[ ROMAN ] THOMAS DEGRÉ, Marie, 4 novembre 1943.

Chronique du roman Marie, 4 novembre 1943 de Thomas Degré (éditions ETT Dépendances).

Il y a des romans qui n’y paraissent pas, comme ça, de prime abord, mais qui dévoilent au fil de leur page une histoire qui aura un fort impact sur nous. Marie, 4 novembre 1943 de Thomas Degré est de ceux-là, de ceux qui nous touche profondément de façon indélébile. Il complète, de façon romancée cette fois-ci, le récit De Budapest à Paris relatant l’histoire de Thomas Degré, ou plus précisément de celle de son père Nicolas Degré.

L’histoire.

François est un homme de quarante ans qui, dès qu’il est amoureux, et que tout va bien sentimentalement dans sa vie, s’enfuit. Il a peur que ce bonheur le fui, alors il prend les devants. Ainsi, au cours d’une de ses « crises », il rompt avec Clara, sa petite amie. À la même période, son père subit un malaise qui oblige François à retourner chez lui, dans la Creuse. Là, dans une boîte à secret de son enfance, il retrouve une photo sur laquelle il figure avec 3 autres enfants dont il n’a aucun souvenir. Il ne tardera pas à découvrir qui ils sont et pourquoi il les avait banni de ses souvenirs.

Ce roman de Thomas Degré fait coïncider la petite histoire avec la grande, puisqu’il est ici question d’événements survenus durant la Seconde Guerre mondiale, dans la Creuse, ce département où la résistance était vive. Il met aux prises François avec son passé, expliquant pourquoi il fuit la femme de sa vie alors que tout semblait aller pour le mieux. Tout y est intimement lié par la force de l’écriture de Thomas Degré.

Déportation et amours enfantines.

Ils sont nombreux les livres s’étant inspiré de l’horreur de la Seconde Guerre mondiale, qu’il s’agisse des atrocités propres à toutes guerres, mais également à la barbarie nazie, notamment celle concernant les déportations et les exterminations de masse. Dans Marie, 4 novembre 1943, Thomas Degré relate, sur fond d’amours enfantines, le déchirement d’un enfant ayant perdu sa petite chérie de façon brutale et des implications de cette rupture contrainte sur les fondements de son existence de petit garçon, puis d’homme.

La plume de Thomas Degré paraît, à première vue, inoffensive, presque classique dans sa forme. Les descriptions y ont la vie belle, mais jamais au point de nous lasser. En effet, elles ont pour unique but de nous installer dans un environnement qui nous devient vite familier, notamment car Thomas Degré y dissémine noms de rues et de villages comme pour mieux nous implanter dans un territoire.

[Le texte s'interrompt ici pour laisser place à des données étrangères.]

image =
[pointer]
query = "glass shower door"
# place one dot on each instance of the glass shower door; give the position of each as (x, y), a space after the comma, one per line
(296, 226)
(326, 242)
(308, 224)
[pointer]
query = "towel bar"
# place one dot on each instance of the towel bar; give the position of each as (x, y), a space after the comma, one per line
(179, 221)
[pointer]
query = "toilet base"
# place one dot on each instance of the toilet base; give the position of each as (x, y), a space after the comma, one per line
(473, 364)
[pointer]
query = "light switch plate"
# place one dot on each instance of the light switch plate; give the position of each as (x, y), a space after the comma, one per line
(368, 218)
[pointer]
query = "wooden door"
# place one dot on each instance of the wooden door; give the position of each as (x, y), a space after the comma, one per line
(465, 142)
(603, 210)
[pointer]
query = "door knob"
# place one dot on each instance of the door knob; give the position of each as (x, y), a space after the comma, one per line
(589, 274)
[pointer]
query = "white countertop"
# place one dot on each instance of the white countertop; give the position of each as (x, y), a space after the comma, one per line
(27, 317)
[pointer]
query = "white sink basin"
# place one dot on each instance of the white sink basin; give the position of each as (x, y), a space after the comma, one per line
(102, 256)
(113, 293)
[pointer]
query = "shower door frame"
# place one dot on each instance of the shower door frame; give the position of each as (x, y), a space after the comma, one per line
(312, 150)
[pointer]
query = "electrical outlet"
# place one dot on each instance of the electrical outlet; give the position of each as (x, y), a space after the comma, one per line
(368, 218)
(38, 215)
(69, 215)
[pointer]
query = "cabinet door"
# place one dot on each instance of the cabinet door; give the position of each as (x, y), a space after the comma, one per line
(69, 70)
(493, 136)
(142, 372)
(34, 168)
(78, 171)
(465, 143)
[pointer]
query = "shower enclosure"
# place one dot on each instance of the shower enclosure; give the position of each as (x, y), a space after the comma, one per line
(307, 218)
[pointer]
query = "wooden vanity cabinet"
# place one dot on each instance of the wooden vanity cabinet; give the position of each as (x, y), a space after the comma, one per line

De la même façon, lorsqu’il il évoque les différents personnages, ceux-ci deviennent presque instantanément, pour nous, aussi proches que le sont nos voisins. Nous nous attachons à eux rapidement, à travers l’image qu’ils éveillent dans notre imaginaire. Le personnage principal nous est donc lui aussi très familier car nous n’avons aucun mal à nous identifier à lui. Cette trame familière est assez diabolique car, à la fin de l’histoire, l’émotion nous gagne de façon incoercible.

Entre empathie et révolte.

D’une part, nous entrons en empathie avec François et avec l’ensemble des acteurs (victimes) de cette époque plus que trouble, mais nous sommes aussi révoltés contre cette guerre à l’horreur indicible qui extermina un nombre incroyable d’êtres humains n’ayant rien demandé à quiconque. Certes, nous enfonçons des portes ouvertes mais, avec sa plume d’apparence anodine (ce qui démontre bien qu’elle ne l’est absolument pas), Thomas Degré réveille ce sentiment de dégout envers ces hommes et femmes qui participèrent à ces exterminations.

Ce réveil est d’autant plus fort qu’il entre étrangement en résonance avec les histoires d’aujourd’hui, celles, par exemple, de ces flux migratoires dont peu de nos politiques semblent se soucier à leur juste valeur. Aujourd’hui, comme en 1943, la bêtise humaine engrange des phénomènes inhumains comme celui qui nous pousse à faire comme si nous n’avions rien vu, à nous sentir indifférent alors que nous devrions tous nous révolter.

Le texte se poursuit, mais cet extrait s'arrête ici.